Economic Development Minister Ebrahim Patel, ever alert to the slightest hint of collusive or uncompetitive practices in the private sector, has been strangely reticent about the latest hostage to fortune Myeni has gifted her many internal critics and a host of external competitors. When the Financial Mail dubbed SAA “Hollywood” — since every key officer in it, save the chairperson, is in an acting capacity — it noted that Myeni presides over an operation without a permanent CEO, finance director, chief commercial officer, chief strategy officer, or even a human resources chief.
Most of those who had once held such offices were purged by Myeni or fled to evade her misrule. It was noted elsewhere that the airline has been without a permanent CEO since 2014 and the Financial Mail article described one of the many revolving-door acting appointments in that position, Mango CEO Nico Bezuidenhout, as “the last man standing”. But he too has now quit. And in her zeal to discredit his operational role at the low-cost carrier, Myeni or her acolytes let the competition cat out of the bag by confirming what many of the airline competitors long suspected — Mango’s apparent achievement was purchased at a high, possibly illegal price: covert subsidisation of the carrier by SAA providing subsidised and discounted leases for its aircraft.

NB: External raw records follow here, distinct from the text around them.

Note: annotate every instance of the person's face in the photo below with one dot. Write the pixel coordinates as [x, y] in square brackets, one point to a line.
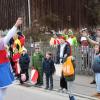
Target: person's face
[62, 41]
[15, 37]
[24, 52]
[96, 48]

The runways are littered with other aircraft with fading logos — Nationwide, Sun Air, Flitestar — flown out of business by the predatory pricing practices of SAA and abuse of its sector dominance. Now perhaps those still flying just received a silver bullet courtesy of the SAA chairwoman to fire off in their next Competition Commission salvo. The rot covers many of the boards of state-owned entities, where political connectivity rather than corporate nous, never mind any sector expertise, is the basis for appointment and longevity, but SAA is a standout example.
It enjoys, along with its chairwoman, the favour of the president. In utter defiance of corporate probity, never mind political collegiality, Zuma paid an official visit in May to the airline’s headquarters. He did not bother to ask the minister charged with the airline, Pravin Gordhan, to accompany him. But he certainly had Myeni close to hand when he offered the “reassurance” that the airline would “never be sold” and that he personally would assist in attending to its challenges. That should help.
A few weeks later, in Parliament, Gordhan was lashing out at “the belligerence and arrogance of the boards of some state-owned enterprises”. The country has been put on notice by two key rating agencies, and it has little time to start implementing an admittedly modest menu of reforms, to reassure them that the sovereign should not be downgraded to junk status. Restoring good governance, or even the semblance of it, at the national airline would be a relatively easy step on the to-do list. It would cost only one job at this stage, and would probably save many into the future. But the inexplicable protection, perhaps immunity the SAA chairperson enjoys comes at a high cost, not just to the beleaguered airline, but to the sovereign’s reputation.
Myeni might indeed inhabit Voltaire’s Panglossian world of make-believe optimism, heedless of the facts on the ground and in the air. But she, and her political masters, might pause to recall in the cut-throat world of airline competition, Voltaire’s “single and very short” prayer: “O Lord, make my enemies ridiculous. And God granted it.”